Em outros termos, todos os bem-aventurados, tornados em certo modo interiores ao Filho único, conheceriam ao Pai como o conhece agora só o Filho. Um texto equivalente, mas que fala não de um único Filho, mas sim de um único Sol a partir de Mt 13, 43, se encontra no Comentário sobre Mateus. Depois da ressurreição, os bem-aventurados brilharão “até que todos cheguem ao estado de homem perfeito e se tornem um único sol. Então brilharão como o sol no reino de seu Pai.” Posto que para Orígenes, Sol de Justiça é uma das denominações (épinioai) luminosas aplicadas ao Filho, tornar-se um único sol é também tornar-se um único Filho no Filho único. Mas, faz Orígenes de dita unidade de todos os homens entre si no Filho único uma representação panteísta? Isto estaria em oposição com a crítica que o mesmo Orígenes faz do panteísmo estoico em Contra Celso. Para os filósofos do Pórtico a história do mundo se compunha de uma sucessão de ciclos com duas fases. Na primeira a diakósmesis, quer dizer, a organização do mundo, este vai saindo de um fogo divino, em Deus representado em forma material; na segunda, a ekpyrôsis, a conflagração, o incêndio, o mundo é pouco a pouco reabsorvido no fogo divino. Orígenes julga assim esta segunda fase:

“Livre é o pórtico de entregá-lo tudo às chamas! Nós sabemos muito bem que nenhuma realidade incorpórea está destinada às chamas e que não podem dissolver-se no fogo nem a alma do homem, nem a substância (hipostasis) dos anjos, tronos, dominações, principados, potestades.”

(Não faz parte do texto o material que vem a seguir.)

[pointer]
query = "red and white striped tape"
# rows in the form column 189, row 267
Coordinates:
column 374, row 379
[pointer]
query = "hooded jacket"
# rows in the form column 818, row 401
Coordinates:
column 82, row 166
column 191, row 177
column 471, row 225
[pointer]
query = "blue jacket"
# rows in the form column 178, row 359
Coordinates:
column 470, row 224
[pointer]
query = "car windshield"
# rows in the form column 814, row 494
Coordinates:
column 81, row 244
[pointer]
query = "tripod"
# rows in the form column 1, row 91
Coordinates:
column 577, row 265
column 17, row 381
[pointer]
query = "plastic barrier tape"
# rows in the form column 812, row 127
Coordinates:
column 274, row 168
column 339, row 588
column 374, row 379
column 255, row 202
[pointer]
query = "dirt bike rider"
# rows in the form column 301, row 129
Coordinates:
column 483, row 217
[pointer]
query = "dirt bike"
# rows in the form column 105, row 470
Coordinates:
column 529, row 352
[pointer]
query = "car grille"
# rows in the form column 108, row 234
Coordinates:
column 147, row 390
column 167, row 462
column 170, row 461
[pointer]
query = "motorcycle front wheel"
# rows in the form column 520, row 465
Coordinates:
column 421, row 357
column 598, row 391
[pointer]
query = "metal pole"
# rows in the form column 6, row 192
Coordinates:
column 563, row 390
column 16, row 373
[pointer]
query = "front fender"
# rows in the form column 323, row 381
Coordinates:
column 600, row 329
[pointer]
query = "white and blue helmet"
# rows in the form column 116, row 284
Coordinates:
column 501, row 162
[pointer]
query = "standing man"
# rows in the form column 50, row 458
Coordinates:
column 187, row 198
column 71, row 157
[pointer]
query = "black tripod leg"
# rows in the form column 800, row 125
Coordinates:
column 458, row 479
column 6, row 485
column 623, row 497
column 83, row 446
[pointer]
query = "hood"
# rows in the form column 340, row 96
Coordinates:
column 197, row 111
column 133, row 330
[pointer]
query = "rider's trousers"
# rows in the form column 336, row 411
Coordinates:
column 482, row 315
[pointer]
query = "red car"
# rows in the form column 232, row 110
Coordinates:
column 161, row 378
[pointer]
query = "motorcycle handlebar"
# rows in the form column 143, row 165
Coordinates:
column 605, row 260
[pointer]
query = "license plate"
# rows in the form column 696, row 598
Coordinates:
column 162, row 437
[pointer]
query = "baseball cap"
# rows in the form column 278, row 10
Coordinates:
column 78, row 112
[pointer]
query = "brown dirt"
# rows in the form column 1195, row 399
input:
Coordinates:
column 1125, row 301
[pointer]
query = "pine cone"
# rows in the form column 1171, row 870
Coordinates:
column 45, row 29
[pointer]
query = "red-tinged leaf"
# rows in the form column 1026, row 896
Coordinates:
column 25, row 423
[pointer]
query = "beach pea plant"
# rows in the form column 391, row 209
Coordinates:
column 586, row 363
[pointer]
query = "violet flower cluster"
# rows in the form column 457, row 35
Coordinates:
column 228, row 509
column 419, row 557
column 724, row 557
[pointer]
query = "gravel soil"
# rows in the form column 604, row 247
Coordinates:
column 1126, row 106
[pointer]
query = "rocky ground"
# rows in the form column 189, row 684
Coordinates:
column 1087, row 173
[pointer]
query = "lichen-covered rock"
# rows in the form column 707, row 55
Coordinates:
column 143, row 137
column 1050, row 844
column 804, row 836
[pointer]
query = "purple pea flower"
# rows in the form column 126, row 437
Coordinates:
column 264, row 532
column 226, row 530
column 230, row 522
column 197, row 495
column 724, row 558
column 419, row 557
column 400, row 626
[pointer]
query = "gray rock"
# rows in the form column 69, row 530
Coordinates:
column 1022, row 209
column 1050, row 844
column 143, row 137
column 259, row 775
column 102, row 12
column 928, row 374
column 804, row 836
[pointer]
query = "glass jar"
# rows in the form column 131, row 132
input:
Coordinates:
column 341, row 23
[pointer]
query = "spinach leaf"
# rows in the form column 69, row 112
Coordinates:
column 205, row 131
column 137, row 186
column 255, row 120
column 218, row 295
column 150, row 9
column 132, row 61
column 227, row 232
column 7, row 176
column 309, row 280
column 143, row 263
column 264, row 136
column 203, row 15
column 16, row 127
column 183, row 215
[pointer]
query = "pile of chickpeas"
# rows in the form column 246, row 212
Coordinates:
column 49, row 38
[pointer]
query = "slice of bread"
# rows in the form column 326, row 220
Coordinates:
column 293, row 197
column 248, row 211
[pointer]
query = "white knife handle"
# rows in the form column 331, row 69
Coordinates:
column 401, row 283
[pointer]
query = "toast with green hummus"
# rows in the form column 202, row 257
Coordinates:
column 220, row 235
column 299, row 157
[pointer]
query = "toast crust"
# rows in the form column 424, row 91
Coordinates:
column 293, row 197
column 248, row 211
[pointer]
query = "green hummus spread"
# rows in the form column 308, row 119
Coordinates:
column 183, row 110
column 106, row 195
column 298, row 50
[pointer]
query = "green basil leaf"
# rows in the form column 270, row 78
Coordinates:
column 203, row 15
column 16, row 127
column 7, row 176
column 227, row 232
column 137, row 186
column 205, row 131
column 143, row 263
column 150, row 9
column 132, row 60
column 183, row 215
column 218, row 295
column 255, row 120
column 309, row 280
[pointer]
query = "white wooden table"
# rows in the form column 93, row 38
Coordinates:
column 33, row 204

Frente ao panteísmo materialista dos estoicos, que reabsorve todas as criaturas em Deus e, em consequência, não crê na imortalidade da alma, mas sim somente em uma “sobrevivência” — Orígenes a designa pelos termos de diamonè ou épidiamonè — que dura só até a conflagração seguinte, Orígenes afirma com clareza que a união com Deus não poderia suprimir as pessoas humanas nem as angélicas. Mais adiante, no mesmo livro, opõe novamente a conflagração estoica e a bem-aventurança cristã, mostrando que esta última é, certamente, a obra do Logos divino, mas que ela tem que ser necessariamente recebida e aceita pela liberdade humana:

“Os do Pórtico dizem que, uma vez que o elemento que eles pensam ser o mais forte (= o fogo que é Deus) tenha triunfado sobre os demais, se produzirá a conflagração na qual tudo se converterá em fogo. Nós afirmamos que um dia o Logos dominará toda a natureza racional e transformará cada alma em sua própria perfeição no momento em que cada individuo, usando simplesmente sua liberdade, elegerá o que quer dizer o Logos e obterá o estado que tenha escolhido.”

A liberdade do homem é um elemento essencial do caminho que conduz à apocatástase e veremos que também isto há de ser tomado em consideração. Em todo caso, estes dois textos que opõem a restauração final segundo o cristianismo à conflagração estoica excluem da primeira todo panteísmo.